The evening's highlight was a roundtable discussion with the pro franchise executives: Bucs general manager Mark Dominik, Rays executive vice president Andrew Friedman and Lightning general manager Steve Yzerman.
The Rays, who are tied atop the American League East despite 10 players on the disabled list, utilize the collection of information to stay ahead of high-revenue teams such as the Yankees and Red Sox.
"Baseball is an information business, and for us, to collect that information, to synthesize that information and to utilize that information ahead of other teams is a competitive advantage," Friedman said. "We talk about it a lot. It's absolutely critical for us to stay in front of other teams in our division and so with the revenue disparity, we have to do things differently. We don't have a choice. If we operated like the Red Sox and Yankees, we would absolutely finish last."
Rays manager Joe Maddon was named the philanthropic player or coach of the year.
Dominik emphasized the qualities that made former Rutgers coach Greg Schiano the perfect fit for the young Bucs: organization, attention to detail and the passion to squeeze something out of the 1,440 minutes each day. "Coach Schiano has been everything we wanted him to be," Dominik said. "He's a genuine person and a great guy but also a great leader and mentor for our football team."

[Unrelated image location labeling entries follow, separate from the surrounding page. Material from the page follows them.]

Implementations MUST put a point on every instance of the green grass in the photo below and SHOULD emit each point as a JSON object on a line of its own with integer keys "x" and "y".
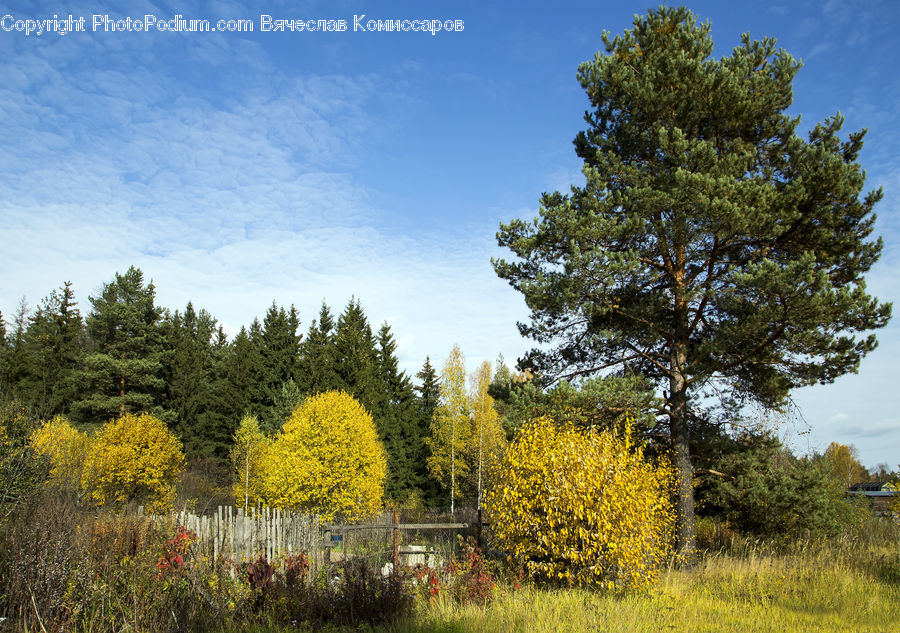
{"x": 815, "y": 588}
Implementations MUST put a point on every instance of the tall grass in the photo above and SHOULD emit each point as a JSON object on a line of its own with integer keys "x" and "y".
{"x": 842, "y": 585}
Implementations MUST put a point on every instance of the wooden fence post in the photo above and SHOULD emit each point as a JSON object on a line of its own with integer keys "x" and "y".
{"x": 478, "y": 530}
{"x": 396, "y": 541}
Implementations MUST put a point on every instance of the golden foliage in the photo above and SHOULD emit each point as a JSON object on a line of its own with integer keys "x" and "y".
{"x": 582, "y": 507}
{"x": 65, "y": 447}
{"x": 451, "y": 426}
{"x": 327, "y": 459}
{"x": 133, "y": 458}
{"x": 248, "y": 457}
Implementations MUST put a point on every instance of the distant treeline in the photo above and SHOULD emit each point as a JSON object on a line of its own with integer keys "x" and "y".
{"x": 130, "y": 355}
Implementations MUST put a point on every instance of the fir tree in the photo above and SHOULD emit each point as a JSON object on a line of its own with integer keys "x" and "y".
{"x": 126, "y": 359}
{"x": 356, "y": 360}
{"x": 429, "y": 392}
{"x": 316, "y": 368}
{"x": 399, "y": 421}
{"x": 52, "y": 351}
{"x": 189, "y": 384}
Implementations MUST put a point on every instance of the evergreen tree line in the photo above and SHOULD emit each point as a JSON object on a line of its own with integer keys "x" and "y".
{"x": 130, "y": 355}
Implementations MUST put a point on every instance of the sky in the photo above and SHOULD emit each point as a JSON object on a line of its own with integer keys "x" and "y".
{"x": 241, "y": 168}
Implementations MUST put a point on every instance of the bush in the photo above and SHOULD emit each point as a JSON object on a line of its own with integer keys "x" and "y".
{"x": 134, "y": 458}
{"x": 581, "y": 507}
{"x": 65, "y": 447}
{"x": 766, "y": 491}
{"x": 327, "y": 460}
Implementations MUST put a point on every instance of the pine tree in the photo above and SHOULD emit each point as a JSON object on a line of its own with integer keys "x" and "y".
{"x": 241, "y": 369}
{"x": 316, "y": 368}
{"x": 356, "y": 360}
{"x": 398, "y": 421}
{"x": 710, "y": 245}
{"x": 52, "y": 348}
{"x": 488, "y": 438}
{"x": 127, "y": 356}
{"x": 451, "y": 427}
{"x": 190, "y": 383}
{"x": 4, "y": 351}
{"x": 17, "y": 351}
{"x": 289, "y": 398}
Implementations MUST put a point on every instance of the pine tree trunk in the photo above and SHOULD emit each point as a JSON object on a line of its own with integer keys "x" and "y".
{"x": 452, "y": 466}
{"x": 684, "y": 471}
{"x": 678, "y": 428}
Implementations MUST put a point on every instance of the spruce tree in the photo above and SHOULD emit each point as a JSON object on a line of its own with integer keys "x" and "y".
{"x": 429, "y": 392}
{"x": 241, "y": 368}
{"x": 189, "y": 383}
{"x": 711, "y": 245}
{"x": 17, "y": 351}
{"x": 399, "y": 421}
{"x": 356, "y": 359}
{"x": 123, "y": 369}
{"x": 316, "y": 368}
{"x": 52, "y": 351}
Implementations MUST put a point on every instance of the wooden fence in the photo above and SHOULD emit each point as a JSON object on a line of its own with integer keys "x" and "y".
{"x": 270, "y": 532}
{"x": 232, "y": 534}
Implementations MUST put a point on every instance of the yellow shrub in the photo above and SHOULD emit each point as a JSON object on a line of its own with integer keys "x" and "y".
{"x": 581, "y": 507}
{"x": 327, "y": 459}
{"x": 66, "y": 448}
{"x": 248, "y": 459}
{"x": 133, "y": 458}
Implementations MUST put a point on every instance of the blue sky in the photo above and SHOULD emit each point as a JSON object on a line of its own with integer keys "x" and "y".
{"x": 240, "y": 168}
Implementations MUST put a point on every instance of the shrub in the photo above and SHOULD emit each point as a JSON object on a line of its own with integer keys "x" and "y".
{"x": 133, "y": 458}
{"x": 327, "y": 460}
{"x": 581, "y": 507}
{"x": 767, "y": 491}
{"x": 65, "y": 447}
{"x": 21, "y": 475}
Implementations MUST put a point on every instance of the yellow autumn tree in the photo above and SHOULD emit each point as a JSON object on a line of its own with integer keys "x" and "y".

It was Schiano who decided to sign former Rutgers defensive tackle Eric LeGrand to a contract. LeGrand was paralyzed in a game against Army in 2010. LeGrand's signing by the Bucs was recognized as the acquisition of the year. "We think Eric epitomizes what a professional athlete is, what it is to really strive," Dominik said.
Yzerman credited owner Jeff Vinik for the Lightning's success. Their organization received awards for the year's best sports facility, foundation and fan experience. Lightning chief executive officer Tod Leiweke was named executive of the year.
Yzerman was asked about the Lightning's pursuit of a goaltender and said it would attempt to trade for one, but if unsuccessful, it would consider free agency. "I got here a half-hour early and started searching the room for a goalie," Yzerman said.